A president who scrawls “treason” on a stack of news clippings now wants more than two million federal workers to sign their silence. What this reveals is not a strategy for security — it is the temperament of a leader who confuses scrutiny with betrayal, and a country that cannot afford the difference.
There is a particular kind of leadership that measures loyalty not by competence or candor but by silence — and on May 26, that instinct was committed to paper. The Office of Personnel Management posted a draft notice to the Federal Register proposing a sweeping, government-wide nondisclosure agreement for federal employees, both new hires and the career civil servants who have served across administrations. The administration framed it as housekeeping. In reality, it is the latest, most consequential move in a campaign to wall off the workings of the federal government from the people who pay for it.

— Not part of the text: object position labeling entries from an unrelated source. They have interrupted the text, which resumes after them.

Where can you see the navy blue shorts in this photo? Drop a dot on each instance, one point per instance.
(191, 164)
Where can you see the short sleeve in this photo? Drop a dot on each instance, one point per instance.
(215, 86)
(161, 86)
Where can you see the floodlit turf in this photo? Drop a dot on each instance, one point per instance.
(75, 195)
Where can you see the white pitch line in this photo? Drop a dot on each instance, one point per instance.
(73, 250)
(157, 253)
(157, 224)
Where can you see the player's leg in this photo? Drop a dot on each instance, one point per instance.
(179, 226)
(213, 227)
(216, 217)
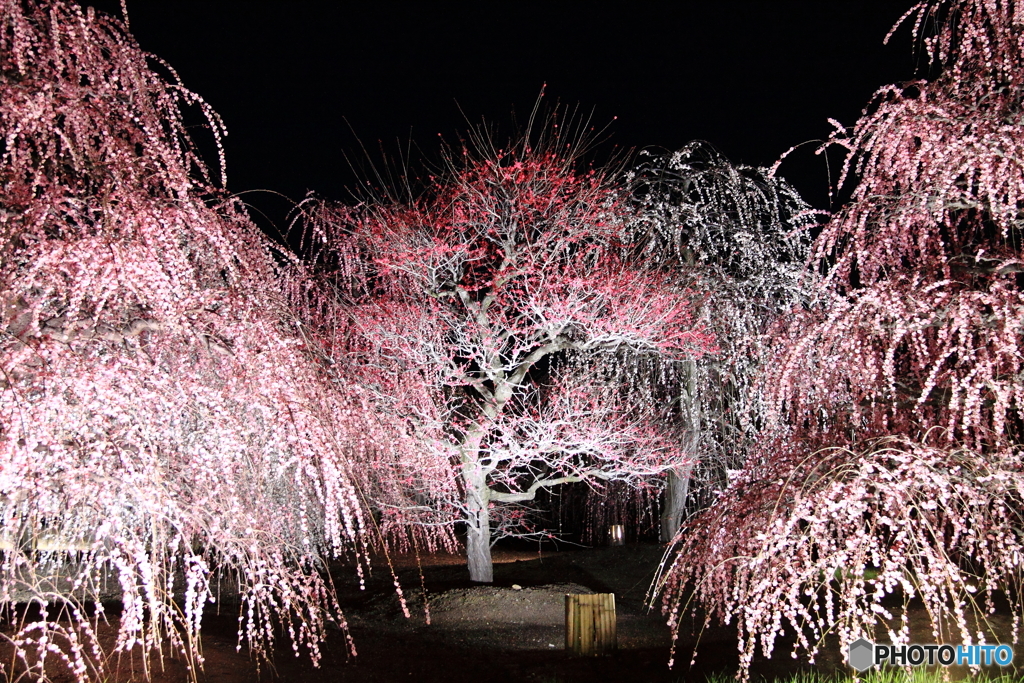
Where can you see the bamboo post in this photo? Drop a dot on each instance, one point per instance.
(590, 624)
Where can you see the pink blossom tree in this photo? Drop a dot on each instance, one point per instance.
(891, 460)
(499, 319)
(162, 424)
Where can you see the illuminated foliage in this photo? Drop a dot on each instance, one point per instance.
(498, 317)
(161, 424)
(891, 459)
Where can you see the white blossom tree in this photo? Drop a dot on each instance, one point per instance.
(499, 317)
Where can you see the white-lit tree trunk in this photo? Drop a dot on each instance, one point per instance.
(477, 513)
(674, 506)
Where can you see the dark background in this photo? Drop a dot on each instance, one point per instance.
(303, 87)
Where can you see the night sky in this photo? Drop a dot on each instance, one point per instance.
(302, 86)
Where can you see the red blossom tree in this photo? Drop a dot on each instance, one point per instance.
(161, 422)
(909, 366)
(499, 318)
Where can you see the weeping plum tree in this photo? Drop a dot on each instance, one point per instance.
(498, 316)
(161, 423)
(747, 232)
(895, 437)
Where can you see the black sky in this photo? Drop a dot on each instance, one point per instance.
(293, 80)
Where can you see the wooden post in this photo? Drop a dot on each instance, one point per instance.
(590, 624)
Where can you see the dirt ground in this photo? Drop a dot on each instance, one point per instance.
(512, 630)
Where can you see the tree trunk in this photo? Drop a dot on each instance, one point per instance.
(675, 502)
(478, 547)
(477, 524)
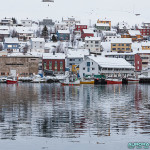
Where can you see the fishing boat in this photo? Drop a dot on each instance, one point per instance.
(12, 80)
(114, 81)
(74, 83)
(87, 82)
(132, 80)
(70, 80)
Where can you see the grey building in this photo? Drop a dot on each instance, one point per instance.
(46, 22)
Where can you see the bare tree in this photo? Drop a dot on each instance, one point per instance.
(25, 49)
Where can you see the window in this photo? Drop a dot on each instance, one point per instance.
(9, 46)
(55, 66)
(88, 64)
(2, 73)
(50, 65)
(45, 66)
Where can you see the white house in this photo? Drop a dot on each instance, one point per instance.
(24, 34)
(61, 26)
(93, 44)
(95, 65)
(37, 44)
(75, 57)
(26, 22)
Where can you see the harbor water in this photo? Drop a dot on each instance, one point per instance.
(54, 117)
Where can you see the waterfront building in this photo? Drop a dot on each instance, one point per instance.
(54, 62)
(11, 45)
(63, 35)
(37, 44)
(133, 58)
(93, 44)
(121, 45)
(23, 65)
(96, 65)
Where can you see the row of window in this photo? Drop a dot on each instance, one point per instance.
(121, 44)
(55, 66)
(92, 45)
(74, 59)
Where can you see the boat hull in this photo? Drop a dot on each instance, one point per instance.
(113, 82)
(11, 82)
(133, 80)
(70, 84)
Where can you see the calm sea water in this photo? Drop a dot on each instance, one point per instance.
(53, 117)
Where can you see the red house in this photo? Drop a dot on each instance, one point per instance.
(79, 27)
(87, 33)
(54, 62)
(137, 62)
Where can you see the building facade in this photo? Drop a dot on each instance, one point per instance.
(54, 62)
(121, 45)
(23, 65)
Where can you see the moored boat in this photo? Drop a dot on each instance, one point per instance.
(87, 82)
(12, 80)
(114, 81)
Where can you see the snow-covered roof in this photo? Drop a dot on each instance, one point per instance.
(11, 40)
(102, 24)
(64, 31)
(121, 40)
(145, 43)
(106, 62)
(88, 31)
(53, 56)
(123, 25)
(24, 30)
(134, 32)
(79, 53)
(4, 32)
(37, 39)
(92, 38)
(4, 28)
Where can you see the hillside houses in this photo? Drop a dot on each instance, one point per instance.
(75, 41)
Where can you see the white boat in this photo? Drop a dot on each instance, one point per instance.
(37, 79)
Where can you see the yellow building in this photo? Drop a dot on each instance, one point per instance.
(146, 46)
(104, 21)
(121, 45)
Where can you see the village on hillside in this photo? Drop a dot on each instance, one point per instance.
(50, 48)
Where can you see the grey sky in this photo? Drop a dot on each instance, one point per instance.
(86, 9)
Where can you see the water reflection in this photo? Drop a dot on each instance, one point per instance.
(51, 110)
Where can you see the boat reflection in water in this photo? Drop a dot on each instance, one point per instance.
(84, 114)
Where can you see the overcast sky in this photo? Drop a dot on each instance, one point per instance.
(116, 10)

According to CNN’s reporting, the draft NDA is aimed squarely at curtailing what officials call the sharing of “confidential government information,” and is explicitly intended to stop internal leaks to the press. The Washington Post reported that the agreement would bar workers from disclosing a strikingly broad array of material — and would expand the kind of gag instruments already imposed at the Pentagon and a handful of other agencies to the entire executive branch. OPM Director Scott Kupor defended the measure by arguing that the private sector routinely asks employees to sign confidentiality agreements and that, as he put it to NPR, the government should not be held to a lower standard.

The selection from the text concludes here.